Was ist „Spirituelle Psychologie“?

Die Psychologie (altgriech. psychología) ist, einfach ausgedrückt, die Wissenschaft, die das Wesen, die Eigenschaften und die Gesetzmäßigkeiten der menschlichen Psyche und der psychischen Prozesse erforscht. Die Psychologie beobachtet, beschreibt und erklärt die Selbst- und Mitweltwahrnehmung des Menschen, sein Erleben, Empfinden und Verhalten sowie seine Entwicklung im Laufe des Lebens einschließlich aller dafür maßgeblichen inneren und äußeren Ursachen.

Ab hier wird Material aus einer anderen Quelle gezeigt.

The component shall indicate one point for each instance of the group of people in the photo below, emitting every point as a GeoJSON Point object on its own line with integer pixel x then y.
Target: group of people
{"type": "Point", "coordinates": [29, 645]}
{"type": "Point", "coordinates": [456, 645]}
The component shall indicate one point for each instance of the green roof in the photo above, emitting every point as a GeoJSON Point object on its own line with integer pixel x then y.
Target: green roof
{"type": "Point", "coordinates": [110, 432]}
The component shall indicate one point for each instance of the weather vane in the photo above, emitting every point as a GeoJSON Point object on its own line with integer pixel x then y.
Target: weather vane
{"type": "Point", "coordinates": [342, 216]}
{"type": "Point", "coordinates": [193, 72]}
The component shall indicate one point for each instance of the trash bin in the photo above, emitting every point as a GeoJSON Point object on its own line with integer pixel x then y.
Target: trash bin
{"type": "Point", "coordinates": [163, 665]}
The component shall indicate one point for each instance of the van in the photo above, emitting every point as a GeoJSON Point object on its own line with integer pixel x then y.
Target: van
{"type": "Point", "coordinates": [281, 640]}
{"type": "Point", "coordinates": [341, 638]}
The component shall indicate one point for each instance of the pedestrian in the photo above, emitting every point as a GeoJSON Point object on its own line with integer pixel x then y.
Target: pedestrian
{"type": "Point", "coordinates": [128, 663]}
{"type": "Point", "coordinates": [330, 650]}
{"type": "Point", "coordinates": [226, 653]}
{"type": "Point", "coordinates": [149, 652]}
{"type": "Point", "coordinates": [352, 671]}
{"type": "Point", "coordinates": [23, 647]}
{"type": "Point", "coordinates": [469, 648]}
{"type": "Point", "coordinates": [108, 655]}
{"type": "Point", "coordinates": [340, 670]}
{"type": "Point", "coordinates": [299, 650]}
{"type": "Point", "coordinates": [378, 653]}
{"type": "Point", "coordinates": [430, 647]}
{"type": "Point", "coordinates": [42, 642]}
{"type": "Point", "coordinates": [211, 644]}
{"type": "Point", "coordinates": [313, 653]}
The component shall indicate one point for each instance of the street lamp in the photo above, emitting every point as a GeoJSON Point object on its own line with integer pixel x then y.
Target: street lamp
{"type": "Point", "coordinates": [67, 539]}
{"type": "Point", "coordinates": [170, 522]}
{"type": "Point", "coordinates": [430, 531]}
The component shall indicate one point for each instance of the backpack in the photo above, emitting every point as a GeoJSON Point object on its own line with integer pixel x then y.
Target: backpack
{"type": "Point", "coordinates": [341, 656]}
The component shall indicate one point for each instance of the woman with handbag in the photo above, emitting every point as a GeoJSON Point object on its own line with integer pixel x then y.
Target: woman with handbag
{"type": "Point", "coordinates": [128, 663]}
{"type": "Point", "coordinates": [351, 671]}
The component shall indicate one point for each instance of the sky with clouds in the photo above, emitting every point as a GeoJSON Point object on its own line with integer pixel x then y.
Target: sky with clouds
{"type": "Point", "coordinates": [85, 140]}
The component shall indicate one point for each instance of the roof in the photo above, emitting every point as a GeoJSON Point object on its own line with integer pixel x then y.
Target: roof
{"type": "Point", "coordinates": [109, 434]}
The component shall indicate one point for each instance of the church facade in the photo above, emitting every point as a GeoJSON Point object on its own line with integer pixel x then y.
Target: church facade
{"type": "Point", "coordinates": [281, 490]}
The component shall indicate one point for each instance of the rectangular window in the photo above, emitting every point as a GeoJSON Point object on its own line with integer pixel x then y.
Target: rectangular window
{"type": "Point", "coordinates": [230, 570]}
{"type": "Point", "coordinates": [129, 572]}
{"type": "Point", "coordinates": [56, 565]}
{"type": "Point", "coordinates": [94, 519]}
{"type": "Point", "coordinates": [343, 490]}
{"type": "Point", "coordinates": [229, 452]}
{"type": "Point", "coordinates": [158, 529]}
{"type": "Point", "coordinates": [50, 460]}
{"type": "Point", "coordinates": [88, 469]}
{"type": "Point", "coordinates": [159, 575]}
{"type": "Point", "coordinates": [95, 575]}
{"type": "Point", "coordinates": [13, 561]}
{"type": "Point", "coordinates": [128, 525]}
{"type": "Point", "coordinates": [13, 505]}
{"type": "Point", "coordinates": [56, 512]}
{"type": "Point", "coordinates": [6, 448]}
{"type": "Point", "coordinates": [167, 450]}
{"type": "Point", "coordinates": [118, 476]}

Der in diesem Wort enthaltene Begriff Psyche (altgriech. psyché) heißt wörtlich zunächst «Hauch, Atem, Leben, Lebenskraft» [< altgriech. psýchein = «hauchen, atmen, leben», ebenso im Sinne von «aushauchen, sterben»]. Er wurde dann im übertragenen Sinne auch für «das Ausgehauchte» verwendet, also für die «Seele» (des Verstorbenen), die beim Tode den Körper verlässt und quasi mit dem letzten Atemzug ausgehaucht wird. Schließlich erlangte das Wort die heute allgemein übliche Bedeutung von so etwas wie «Geist, Verstand, Gemüt, Wesen, Eigenart, Bewusstsein oder Innenleben» eines Menschen. Da «Psyche» offensichtlich ein sehr breites Bedeutungsspektrum aufweist, scheint es angebracht, zu differenzieren.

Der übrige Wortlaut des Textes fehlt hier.